The stone house was built by William Bull, who arrived in Orange County in 1715 and was married to its first settler, Sarah Wells. This year is the 300th anniversary of the wedding of William Bull and Sarah Wells wedding — the first settler wedding in the area.

Bull, a mason, built the stone house for his in-laws, Charles and Mary Booth, in 1740. Bull also built Knox's Headquarters in Vails Gate, which was used in the Revolutionary War. Booth came to Orange County from an early settlement on Long Island. Three of the Booth children married three of the Bull children, and the descendants of both families are still in the county today.

The Bull Stone House in Hamptonburgh is the original family homestead, also constructed by master builder William Bull, and now on the U.S. National Register of Historic Places.

The Booth homestead was documented in 1975 by the New York State historic preservation division of the park system as a house in danger of threat by developers.

A stop to industryThe Green Acres Development Group sought to rezone to industrial use 92 acres out 300 located across Route 416 from Thomas Bull Memorial Park.

Nearby are other warehouses and businesses in an existing industrial zone, including McKesson, Carlisle and PharmaCann.

Medline Industries, a hospital supply company that has outgrown its present facility in Wawayanda, would be a tenant in the 1.2-million-square-foot warehouse on the 92-acre parcel.

The developer presented plans showing a reduced build area from previous plans. It would preserve 268 "green forever" acres of the total 300, he said, and the owner, Zvi Siegel, would turn the preserved land back to the township.

They hoped to have the town board start the process and then refer them to the planning board to begin the environmental review.

They said the warehouse, a clean facility, would be buffered on three sides by land and, where necessary, an 18-foot berm topped by trees.

The parcel is bounded by Route 416 on the west and a current industrial zone on the north, and heads toward Quarry Road on the south side.

The advocates for Medline stressed that it would be a low-impact facility that would bring revenue to the township, as well as 200 more jobs. A housing development would cost more in services, they argued.

Town Supervisor Bob Jankowski had earlier told The Chronicle that, under the revised plan, the Booth house would be preserved and access to it improved. He made a motion to rezone the 92-acre portion from residential to industrial, but it was not seconded.

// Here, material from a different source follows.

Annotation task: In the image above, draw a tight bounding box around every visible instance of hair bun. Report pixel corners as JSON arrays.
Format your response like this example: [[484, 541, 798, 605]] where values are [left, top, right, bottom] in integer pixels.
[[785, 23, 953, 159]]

Most of the audience clapped and cheered.

Disappointed, the developers and associates asked that the town just look into their plans and hold to promises they made during the environmental quality review phase.

Jankowski asked his fellow board members if any had a change of heart, and all said no.

"The benefits to the town have become greater along the way" over the original plan," Jankowski said, "but the board's position has solidified greater and greater along the way" against the project.

Again there was cheering and clapping from the residents, some of whom wore green "Stop Industrial Creep" signs.

Jankowski said he took most interest in what the residents of Quarry Road had to say, because they would be most affected.

Some residents complained about noise and trash from warehouses, while others said they heard nothing. Most were against more industry in residential areas.

Board members reflected the view of their constituents. Councilman Richard Cocchiara said he was concerned that, if Medline outgrew its facility in another 10 years, what would move in there then?